Exceptions to these correspondences are usually minor; aspiration appears only under certain conditions and is not phonemically significant. This table compiled from Benedict 1972, where lexical comparisons are also given for these sound correspondences.

Sino-Tibetan vowel system reconstructed as /a, o, u, i, e/. Vowels can be in the middle or at the end of a syllable, but not at the beginning. It should be noted that in the protolanguage all vowels, except /a/, can rarely be found at the end of a syllable. And endings with /-Vw/ und /-Vy/ (where V is a vowel), on the contrary, are most common.

Morphology of word formation

According to the general opinion of protolanguage researchers, there was no classical syntactic morphology (as well as systemic morphological changes in nouns and verbs in categories such as case, number, tense, person, voice, etc.). The syntactic morphology of nouns and verbs traced in modern Tibeto-Burman languages ​​should be understood as an innovation, which they owe to the local influence of neighboring languages, as well as substrate languages. Due to the wide variety of such influences, completely different morphological types could be formed.

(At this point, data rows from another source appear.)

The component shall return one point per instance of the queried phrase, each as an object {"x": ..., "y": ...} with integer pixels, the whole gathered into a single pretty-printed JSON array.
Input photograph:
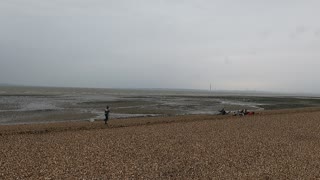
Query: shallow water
[{"x": 39, "y": 104}]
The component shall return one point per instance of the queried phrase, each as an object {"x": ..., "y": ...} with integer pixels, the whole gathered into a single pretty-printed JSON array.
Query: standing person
[{"x": 106, "y": 113}]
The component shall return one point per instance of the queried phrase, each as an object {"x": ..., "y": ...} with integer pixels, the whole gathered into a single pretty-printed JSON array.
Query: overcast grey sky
[{"x": 269, "y": 45}]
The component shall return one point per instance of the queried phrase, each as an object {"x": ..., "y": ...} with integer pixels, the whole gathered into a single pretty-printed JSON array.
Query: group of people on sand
[{"x": 242, "y": 112}]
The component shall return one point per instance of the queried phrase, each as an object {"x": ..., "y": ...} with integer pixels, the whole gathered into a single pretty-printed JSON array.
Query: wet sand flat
[{"x": 271, "y": 144}]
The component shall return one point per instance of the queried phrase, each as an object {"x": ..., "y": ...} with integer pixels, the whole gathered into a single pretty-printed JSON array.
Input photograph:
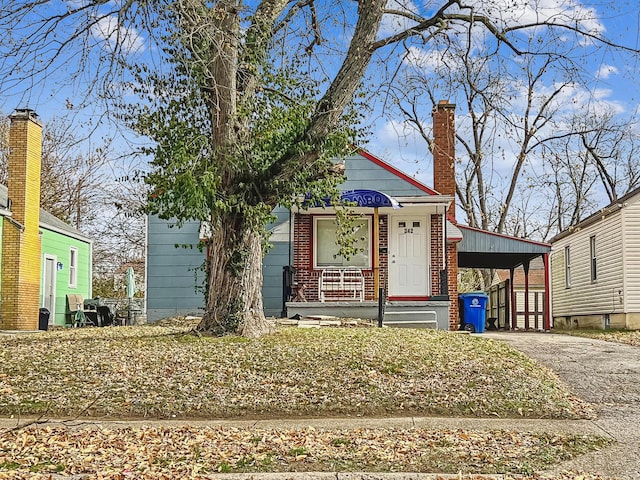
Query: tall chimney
[
  {"x": 20, "y": 233},
  {"x": 444, "y": 154}
]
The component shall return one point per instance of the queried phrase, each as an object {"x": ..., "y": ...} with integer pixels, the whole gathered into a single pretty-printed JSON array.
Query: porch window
[
  {"x": 73, "y": 267},
  {"x": 594, "y": 259},
  {"x": 567, "y": 266},
  {"x": 326, "y": 247}
]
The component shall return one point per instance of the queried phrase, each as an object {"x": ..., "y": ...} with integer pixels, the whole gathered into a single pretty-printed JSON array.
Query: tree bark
[{"x": 234, "y": 295}]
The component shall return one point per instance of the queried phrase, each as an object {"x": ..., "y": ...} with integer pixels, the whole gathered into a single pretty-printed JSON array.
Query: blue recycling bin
[{"x": 473, "y": 307}]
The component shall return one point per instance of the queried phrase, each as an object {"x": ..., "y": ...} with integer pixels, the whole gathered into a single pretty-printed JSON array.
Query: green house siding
[{"x": 58, "y": 246}]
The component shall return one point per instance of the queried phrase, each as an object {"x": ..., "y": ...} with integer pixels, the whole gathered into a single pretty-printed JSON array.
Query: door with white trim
[
  {"x": 408, "y": 256},
  {"x": 49, "y": 293}
]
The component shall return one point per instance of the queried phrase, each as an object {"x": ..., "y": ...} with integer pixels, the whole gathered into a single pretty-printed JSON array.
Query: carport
[{"x": 483, "y": 249}]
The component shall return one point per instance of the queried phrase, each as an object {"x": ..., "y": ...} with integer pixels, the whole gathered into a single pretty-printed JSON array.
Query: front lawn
[
  {"x": 157, "y": 372},
  {"x": 163, "y": 372}
]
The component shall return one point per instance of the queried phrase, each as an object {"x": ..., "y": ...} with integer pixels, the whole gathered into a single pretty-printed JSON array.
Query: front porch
[{"x": 416, "y": 314}]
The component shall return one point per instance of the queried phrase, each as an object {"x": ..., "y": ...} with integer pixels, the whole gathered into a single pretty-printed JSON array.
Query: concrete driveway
[{"x": 603, "y": 373}]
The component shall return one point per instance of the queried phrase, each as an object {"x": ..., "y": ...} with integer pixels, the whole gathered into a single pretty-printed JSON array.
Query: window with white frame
[
  {"x": 567, "y": 266},
  {"x": 73, "y": 267},
  {"x": 326, "y": 248},
  {"x": 592, "y": 248}
]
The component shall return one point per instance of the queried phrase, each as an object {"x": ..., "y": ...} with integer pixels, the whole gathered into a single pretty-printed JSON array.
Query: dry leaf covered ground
[
  {"x": 164, "y": 372},
  {"x": 152, "y": 371},
  {"x": 187, "y": 452}
]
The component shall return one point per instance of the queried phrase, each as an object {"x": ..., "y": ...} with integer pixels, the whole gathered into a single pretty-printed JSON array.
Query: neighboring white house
[{"x": 595, "y": 269}]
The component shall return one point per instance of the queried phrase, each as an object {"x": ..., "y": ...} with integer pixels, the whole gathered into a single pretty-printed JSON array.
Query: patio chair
[{"x": 77, "y": 314}]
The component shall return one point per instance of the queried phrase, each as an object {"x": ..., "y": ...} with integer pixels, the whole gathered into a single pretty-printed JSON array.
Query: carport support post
[
  {"x": 512, "y": 295},
  {"x": 525, "y": 266},
  {"x": 547, "y": 304}
]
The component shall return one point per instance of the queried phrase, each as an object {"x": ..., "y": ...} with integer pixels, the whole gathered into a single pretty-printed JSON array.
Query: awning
[{"x": 363, "y": 198}]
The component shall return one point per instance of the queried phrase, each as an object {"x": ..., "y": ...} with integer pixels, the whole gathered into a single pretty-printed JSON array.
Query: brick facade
[
  {"x": 21, "y": 263},
  {"x": 444, "y": 181},
  {"x": 444, "y": 178},
  {"x": 307, "y": 277}
]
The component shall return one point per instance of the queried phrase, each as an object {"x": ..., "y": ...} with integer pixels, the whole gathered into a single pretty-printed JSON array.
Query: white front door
[
  {"x": 49, "y": 293},
  {"x": 408, "y": 256}
]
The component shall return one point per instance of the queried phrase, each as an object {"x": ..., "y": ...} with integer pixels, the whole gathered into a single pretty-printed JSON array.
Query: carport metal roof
[{"x": 482, "y": 249}]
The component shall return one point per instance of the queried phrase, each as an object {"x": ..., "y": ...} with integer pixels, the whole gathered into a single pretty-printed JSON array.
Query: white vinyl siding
[
  {"x": 586, "y": 297},
  {"x": 631, "y": 259},
  {"x": 567, "y": 266}
]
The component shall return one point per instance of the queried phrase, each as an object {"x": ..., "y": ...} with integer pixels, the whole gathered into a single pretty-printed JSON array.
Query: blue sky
[{"x": 611, "y": 75}]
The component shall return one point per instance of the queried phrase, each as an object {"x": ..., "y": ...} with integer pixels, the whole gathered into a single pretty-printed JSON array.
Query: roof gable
[
  {"x": 366, "y": 171},
  {"x": 602, "y": 214},
  {"x": 47, "y": 220}
]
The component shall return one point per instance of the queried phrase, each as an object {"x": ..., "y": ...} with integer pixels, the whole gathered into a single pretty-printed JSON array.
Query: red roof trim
[
  {"x": 526, "y": 240},
  {"x": 396, "y": 172}
]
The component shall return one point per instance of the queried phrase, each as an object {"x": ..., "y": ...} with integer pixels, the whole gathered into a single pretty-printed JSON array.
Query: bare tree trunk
[{"x": 234, "y": 297}]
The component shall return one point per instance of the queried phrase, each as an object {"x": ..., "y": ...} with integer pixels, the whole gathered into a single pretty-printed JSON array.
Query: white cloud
[
  {"x": 392, "y": 24},
  {"x": 605, "y": 71},
  {"x": 125, "y": 38},
  {"x": 569, "y": 13}
]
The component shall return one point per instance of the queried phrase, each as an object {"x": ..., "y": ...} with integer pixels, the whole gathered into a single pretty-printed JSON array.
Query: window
[
  {"x": 594, "y": 271},
  {"x": 73, "y": 267},
  {"x": 567, "y": 266},
  {"x": 326, "y": 247}
]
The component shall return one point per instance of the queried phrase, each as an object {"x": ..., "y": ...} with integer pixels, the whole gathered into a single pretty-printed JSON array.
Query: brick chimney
[
  {"x": 444, "y": 181},
  {"x": 20, "y": 233},
  {"x": 444, "y": 155}
]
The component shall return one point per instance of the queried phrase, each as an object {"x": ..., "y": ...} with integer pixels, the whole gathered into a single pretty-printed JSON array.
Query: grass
[
  {"x": 164, "y": 372},
  {"x": 160, "y": 372},
  {"x": 165, "y": 452}
]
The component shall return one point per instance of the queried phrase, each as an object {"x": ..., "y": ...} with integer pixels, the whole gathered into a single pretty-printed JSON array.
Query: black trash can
[{"x": 43, "y": 319}]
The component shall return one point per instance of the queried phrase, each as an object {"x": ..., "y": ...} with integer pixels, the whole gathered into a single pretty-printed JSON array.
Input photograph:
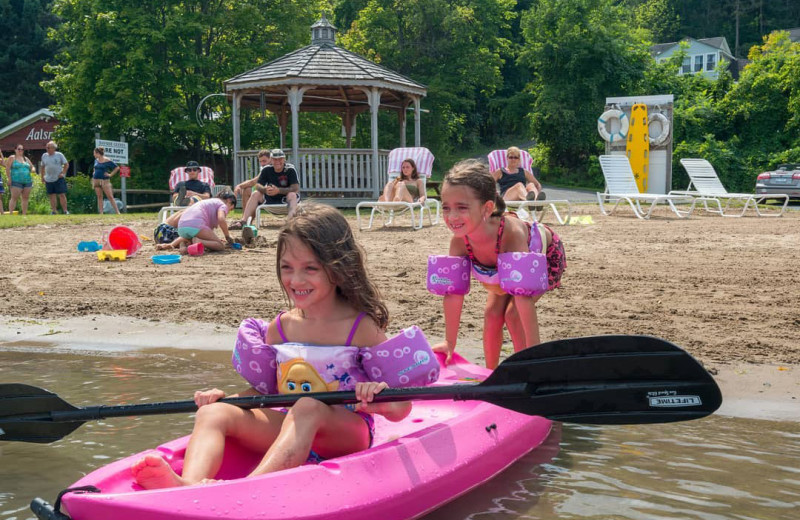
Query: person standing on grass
[
  {"x": 104, "y": 169},
  {"x": 53, "y": 171},
  {"x": 19, "y": 169}
]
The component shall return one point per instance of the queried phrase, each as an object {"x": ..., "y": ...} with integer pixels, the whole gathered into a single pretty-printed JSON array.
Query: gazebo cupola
[{"x": 322, "y": 77}]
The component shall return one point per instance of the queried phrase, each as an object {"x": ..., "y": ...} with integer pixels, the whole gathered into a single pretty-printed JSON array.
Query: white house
[{"x": 702, "y": 56}]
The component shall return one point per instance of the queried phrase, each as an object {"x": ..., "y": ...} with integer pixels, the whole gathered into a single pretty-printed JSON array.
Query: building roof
[
  {"x": 718, "y": 43},
  {"x": 323, "y": 63},
  {"x": 42, "y": 113}
]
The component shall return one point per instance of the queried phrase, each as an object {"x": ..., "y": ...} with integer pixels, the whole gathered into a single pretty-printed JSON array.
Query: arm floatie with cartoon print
[
  {"x": 448, "y": 274},
  {"x": 404, "y": 360}
]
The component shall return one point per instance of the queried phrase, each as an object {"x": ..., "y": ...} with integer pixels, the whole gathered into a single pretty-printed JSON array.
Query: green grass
[{"x": 14, "y": 221}]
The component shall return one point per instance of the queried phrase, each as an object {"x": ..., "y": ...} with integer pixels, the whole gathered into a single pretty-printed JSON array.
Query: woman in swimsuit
[
  {"x": 475, "y": 214},
  {"x": 407, "y": 187}
]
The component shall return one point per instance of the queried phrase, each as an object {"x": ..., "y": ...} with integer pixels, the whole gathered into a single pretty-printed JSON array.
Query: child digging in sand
[{"x": 197, "y": 223}]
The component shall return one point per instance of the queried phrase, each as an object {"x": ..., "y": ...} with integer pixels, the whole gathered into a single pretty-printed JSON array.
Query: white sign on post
[{"x": 117, "y": 151}]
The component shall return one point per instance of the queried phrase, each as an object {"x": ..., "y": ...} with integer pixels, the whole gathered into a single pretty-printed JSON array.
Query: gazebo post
[
  {"x": 401, "y": 115},
  {"x": 237, "y": 169},
  {"x": 417, "y": 131},
  {"x": 295, "y": 98},
  {"x": 374, "y": 98}
]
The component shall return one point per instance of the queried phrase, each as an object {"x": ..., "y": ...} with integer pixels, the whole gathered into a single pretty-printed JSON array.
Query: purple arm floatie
[
  {"x": 448, "y": 274},
  {"x": 253, "y": 359},
  {"x": 402, "y": 360}
]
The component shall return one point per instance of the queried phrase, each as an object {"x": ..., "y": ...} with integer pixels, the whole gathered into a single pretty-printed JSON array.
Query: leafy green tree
[
  {"x": 454, "y": 47},
  {"x": 140, "y": 69},
  {"x": 25, "y": 50},
  {"x": 579, "y": 53}
]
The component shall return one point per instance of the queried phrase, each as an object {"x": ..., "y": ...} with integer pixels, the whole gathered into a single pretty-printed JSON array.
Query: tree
[
  {"x": 139, "y": 69},
  {"x": 25, "y": 50},
  {"x": 454, "y": 47},
  {"x": 579, "y": 52}
]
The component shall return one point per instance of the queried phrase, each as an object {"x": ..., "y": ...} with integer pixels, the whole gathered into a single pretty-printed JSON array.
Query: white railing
[{"x": 328, "y": 172}]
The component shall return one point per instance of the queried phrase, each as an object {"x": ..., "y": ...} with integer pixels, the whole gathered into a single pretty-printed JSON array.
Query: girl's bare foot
[{"x": 153, "y": 472}]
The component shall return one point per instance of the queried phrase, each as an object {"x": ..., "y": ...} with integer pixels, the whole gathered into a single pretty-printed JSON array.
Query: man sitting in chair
[
  {"x": 186, "y": 191},
  {"x": 276, "y": 184}
]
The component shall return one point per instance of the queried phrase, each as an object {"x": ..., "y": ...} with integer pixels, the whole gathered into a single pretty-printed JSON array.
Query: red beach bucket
[{"x": 123, "y": 237}]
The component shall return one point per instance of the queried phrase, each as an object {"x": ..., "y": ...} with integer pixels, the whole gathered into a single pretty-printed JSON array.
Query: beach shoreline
[{"x": 751, "y": 391}]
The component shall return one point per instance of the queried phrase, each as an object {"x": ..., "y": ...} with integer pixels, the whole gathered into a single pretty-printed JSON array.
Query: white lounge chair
[
  {"x": 621, "y": 187},
  {"x": 280, "y": 209},
  {"x": 423, "y": 158},
  {"x": 704, "y": 184},
  {"x": 498, "y": 159},
  {"x": 179, "y": 175}
]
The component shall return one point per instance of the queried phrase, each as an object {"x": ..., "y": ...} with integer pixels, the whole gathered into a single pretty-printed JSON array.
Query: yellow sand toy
[
  {"x": 638, "y": 146},
  {"x": 119, "y": 255}
]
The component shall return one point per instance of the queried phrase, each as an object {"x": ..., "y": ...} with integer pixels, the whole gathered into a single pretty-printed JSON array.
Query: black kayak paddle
[{"x": 589, "y": 380}]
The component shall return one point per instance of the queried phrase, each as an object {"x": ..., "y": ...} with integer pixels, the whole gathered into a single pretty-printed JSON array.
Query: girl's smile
[{"x": 462, "y": 211}]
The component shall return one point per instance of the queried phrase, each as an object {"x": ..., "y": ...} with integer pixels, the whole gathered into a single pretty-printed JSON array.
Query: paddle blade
[
  {"x": 25, "y": 414},
  {"x": 608, "y": 380}
]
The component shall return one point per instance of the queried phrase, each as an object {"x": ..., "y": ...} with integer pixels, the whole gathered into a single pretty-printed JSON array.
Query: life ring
[
  {"x": 607, "y": 116},
  {"x": 663, "y": 137}
]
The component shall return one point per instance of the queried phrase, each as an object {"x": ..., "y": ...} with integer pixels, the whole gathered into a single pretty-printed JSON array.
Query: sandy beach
[{"x": 722, "y": 288}]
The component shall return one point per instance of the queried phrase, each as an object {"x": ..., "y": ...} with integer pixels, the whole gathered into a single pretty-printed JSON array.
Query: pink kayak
[{"x": 442, "y": 450}]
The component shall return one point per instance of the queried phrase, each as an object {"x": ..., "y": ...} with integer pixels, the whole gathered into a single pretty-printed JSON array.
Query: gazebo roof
[{"x": 333, "y": 74}]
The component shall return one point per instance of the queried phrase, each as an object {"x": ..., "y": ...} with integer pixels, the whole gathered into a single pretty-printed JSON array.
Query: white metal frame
[
  {"x": 621, "y": 187},
  {"x": 708, "y": 188},
  {"x": 388, "y": 209}
]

However, we can speak with confidence about elements of word-formation morphology common to many Sino-Tibetan languages. Among them, consonantal prefixes and suffixes should be highlighted, as well as changes in anlaut that change the meaning of verbs and nouns. The existence of common derivational affixes and alternations in anlaut, having the same or similar semantic effect in almost all groups of Sino-Tibetan languages, is a strong indication of their genetic commonality. (Examples taken from Benedict 1972, Matisoff 2003, and Thurgood 2003; transcriptions from German-language sources use /y/ instead of /j/.)

Prefix s-

Almost all Sino-Tibetan languages ​​have pairs of semantically related words that differ from each other in their sound only sonority or deafness initial consonant. The voiced version usually has transitional meaning, and deaf - intransitive. There is a theory according to which changes in unlaut are due to the once existing prefix *h, a non-syllabic pharyngeal transitional sound (Edwin G. Pulleyblank 2000).